Tuesday, March 13, 2007

I am trying to be cheerful. Really, I am.

But: I am still messed up from the time change. I did not really see the sun yesterday; I went to work before it was up and got home after it had set.

And it is super foggy this morning. I cannot breathe and it felt very hazardous driving in.

But the big thing is this: in one of my classes, I assigned a research paper. I assigned it over a month ago. It is due tomorrow. I have had three people ask me - the last one calling and leaving a message last night while I was at German class - if there are still topics available. (I'd be tempted to call him back NOW, but I am very sure he's not up yet).

I'd like to say, "Don't even bother. Don't write the paper. You're doing it in less than a day; it will not be worth my reading it." I'm also going to check these EXTRA hard for plagiarism (although I check ALL the papers these days), because in my experience, it's the people who do things at the last minute who tend to get tempted by the lures of Copy+Paste.
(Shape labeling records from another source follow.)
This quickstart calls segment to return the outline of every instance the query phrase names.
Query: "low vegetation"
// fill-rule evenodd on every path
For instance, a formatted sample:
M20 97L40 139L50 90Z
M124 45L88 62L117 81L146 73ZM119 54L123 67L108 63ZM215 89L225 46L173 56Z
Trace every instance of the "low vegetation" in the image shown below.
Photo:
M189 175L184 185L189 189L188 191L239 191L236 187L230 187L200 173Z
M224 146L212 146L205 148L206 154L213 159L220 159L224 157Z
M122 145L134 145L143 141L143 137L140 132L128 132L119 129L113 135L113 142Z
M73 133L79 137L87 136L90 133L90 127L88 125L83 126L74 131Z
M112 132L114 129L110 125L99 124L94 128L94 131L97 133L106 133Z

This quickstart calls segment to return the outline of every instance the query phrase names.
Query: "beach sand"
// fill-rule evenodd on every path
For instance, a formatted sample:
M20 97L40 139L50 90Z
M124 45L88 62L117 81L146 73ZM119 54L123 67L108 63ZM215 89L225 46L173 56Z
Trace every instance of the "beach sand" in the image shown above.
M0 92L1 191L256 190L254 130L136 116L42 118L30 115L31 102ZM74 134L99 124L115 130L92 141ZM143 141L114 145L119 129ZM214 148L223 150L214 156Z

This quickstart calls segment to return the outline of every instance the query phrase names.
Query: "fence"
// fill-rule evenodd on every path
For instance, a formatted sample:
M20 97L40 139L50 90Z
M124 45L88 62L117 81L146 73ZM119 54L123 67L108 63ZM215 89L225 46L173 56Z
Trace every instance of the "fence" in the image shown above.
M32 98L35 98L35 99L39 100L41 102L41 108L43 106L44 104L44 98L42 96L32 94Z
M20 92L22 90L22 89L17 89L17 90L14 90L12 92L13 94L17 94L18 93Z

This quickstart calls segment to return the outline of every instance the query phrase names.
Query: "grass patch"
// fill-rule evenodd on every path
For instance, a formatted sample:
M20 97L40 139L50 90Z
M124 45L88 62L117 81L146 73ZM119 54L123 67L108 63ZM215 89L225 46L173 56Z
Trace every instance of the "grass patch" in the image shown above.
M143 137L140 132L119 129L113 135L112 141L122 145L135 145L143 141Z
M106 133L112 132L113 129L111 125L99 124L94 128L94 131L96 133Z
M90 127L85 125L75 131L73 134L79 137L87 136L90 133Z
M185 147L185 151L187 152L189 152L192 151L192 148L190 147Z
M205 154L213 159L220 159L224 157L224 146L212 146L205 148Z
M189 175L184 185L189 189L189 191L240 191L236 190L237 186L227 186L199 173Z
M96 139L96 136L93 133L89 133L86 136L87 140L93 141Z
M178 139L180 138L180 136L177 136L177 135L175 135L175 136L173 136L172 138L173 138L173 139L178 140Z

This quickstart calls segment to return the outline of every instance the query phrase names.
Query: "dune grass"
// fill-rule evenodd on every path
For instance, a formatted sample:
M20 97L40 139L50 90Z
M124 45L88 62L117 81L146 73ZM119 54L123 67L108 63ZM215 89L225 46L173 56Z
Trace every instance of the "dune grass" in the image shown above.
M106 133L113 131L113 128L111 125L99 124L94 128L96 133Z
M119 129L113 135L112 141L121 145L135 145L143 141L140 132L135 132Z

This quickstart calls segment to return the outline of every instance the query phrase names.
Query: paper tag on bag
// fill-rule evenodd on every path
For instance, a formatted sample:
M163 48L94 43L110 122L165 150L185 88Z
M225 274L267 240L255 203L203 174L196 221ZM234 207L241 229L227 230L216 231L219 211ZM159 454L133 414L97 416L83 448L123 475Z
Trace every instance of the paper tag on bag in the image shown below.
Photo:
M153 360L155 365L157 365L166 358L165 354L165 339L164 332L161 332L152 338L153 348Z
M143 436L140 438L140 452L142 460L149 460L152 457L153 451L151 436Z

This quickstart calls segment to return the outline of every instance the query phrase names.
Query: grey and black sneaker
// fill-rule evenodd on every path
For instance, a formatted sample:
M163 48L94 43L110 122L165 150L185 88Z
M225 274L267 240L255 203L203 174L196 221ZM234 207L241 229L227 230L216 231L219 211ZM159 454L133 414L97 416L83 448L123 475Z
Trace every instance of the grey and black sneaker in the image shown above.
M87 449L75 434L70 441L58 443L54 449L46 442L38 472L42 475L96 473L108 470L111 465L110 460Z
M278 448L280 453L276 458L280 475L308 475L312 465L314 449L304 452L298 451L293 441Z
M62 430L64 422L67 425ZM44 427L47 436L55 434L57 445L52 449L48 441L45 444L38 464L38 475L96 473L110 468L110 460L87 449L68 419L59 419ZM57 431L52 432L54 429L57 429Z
The thing that gets me is: if I waited to assign these things until closer before the due date, people would bitch (yes, I'm using that word in this case) on evaluations that I didn't give them enough time. (Often, when you're an educator, you can't win.)

****

And that is part of my, I guess you'd say, feeling of the grass being greener on the other side. I look at people (like the woman who writes little birds) who do art more or less for a living, who spend their time making whimiscal appealing things. Or I look at the bloggers who get book contracts.

And, I know. It's hard work. And there's a lot of uncertainty involved. And I'm sure I wouldn't deal well with the "well, am I going to make any money this month?" question.

But you know? Sometimes I think about how nice it would be to be in a career where you got a lot of positive feedback - where you got lots of comments on your blog going "Oh, so cute!" or "congratulations on your new book contract; I'm buying it as soon as it comes out!"

Much of the feedback I get in my career is honestly, negative. I only hear when people DON'T like something - when a grant proposal isn't good enough, when something needs to be changed, when students are upset. And one thing I am not good at is "filtering" - I can't read my student evaluations and go, "Well, he has a point there, but she's just griping." I take everything that's said to heart...and it's kind of like that old bit on the Simpsons, where Lisa explains to Bart, after he's broken something or stolen something, "Her [Marge's] heart won't just wipe clean like this bathroom countertop: it absorbs everything that touches it, like this bathroom rug." I tend to internalize criticism whether it's warranted or not. And I know I'm going to catch crap when I grade these upcoming papers harshly...even though I would think any student would know that waiting until there's less than 24 hours left to do a paper is a bad option.

So I don't know. Sometimes I wonder...do I still want to be doing this when I'm 60? Do I still want to be doing this when the current crop of narcissistic, self-esteem-infused grade schoolers hits college? Do I still want to be here when books have been entirely replaced by mp3 versions of the "texts"? Do I still want to be here when "content delivery" is 100% online and people who used to be professors are now basically webmasters, troubleshooters, and people who spend their time "unlocking" tests and quizzes for students who couldn't take them during the appointed times?

I don't know. Suddenly I feel very old and obsolete.

3 comments:

Anonymous said...

Sorry you're feeling so down. But I must point out that in my experience, very few people get the kind of positive feedback you crave. When I was working (I'm retired), negative feedback was the way to go it seemed in all annual mandatory evaluations. For day-to-day stuff, it was exceedingly rare to hear anything positive. I did a lot of travel arrangements for my bosses (I had multiple ones) and the trips which went fine -- nothing said. But let one little thing go wrong and I'd know about that. So don't let what is going on in some bloggers' lives make you green-eyed. I'm sure if you talked to them individually, you'd learn they don't get positive feedback all the time either. Just do your job to the best of your abilities and let the rest of the stuff go.

dragon knitter said...

if it's any consolation, when my kids get old enough to go to college, and if they go to your college, hopefully they will be more responsible than that. mp3 players? not one in the house. my kids read BOOKS. boy do they, lol. my oldest son is allowed 50 bonus points for Accelerated Reader test points beyond what is required for the quarter, which is 25. he's maxed his bonus points out EVERY QUARTER this year. now if only he'd apply himself like that to his other schoolwork, lol.

the younger son is a reader in the same way. we don't leave the house without books, and i actually have 5 or 6 in the van for just in case.

as for the negative feedback, i'll tell you something that my academic advisor told us in class 13 years ago. if someone likes something, they'll tell 3 people. if they dont, t hey'll tell 10. human beings are not geared to be positive, no matter how we'd like to think otherwise. just know that you ARE doing a good job, and the slackers that waited too long will hang themselves.

Anonymous said...

I hear you. I work in a busy academic office as the only administrator for 10-15 prima donnas--oops, I mean professors. If everything's going ok, I seldom hear a thing. I do make copies of those occasional notes of thanks for my personnel file, but *wistfully* it would be awfully nice to get some flowers once in a while. I've found that positive reinforcement works.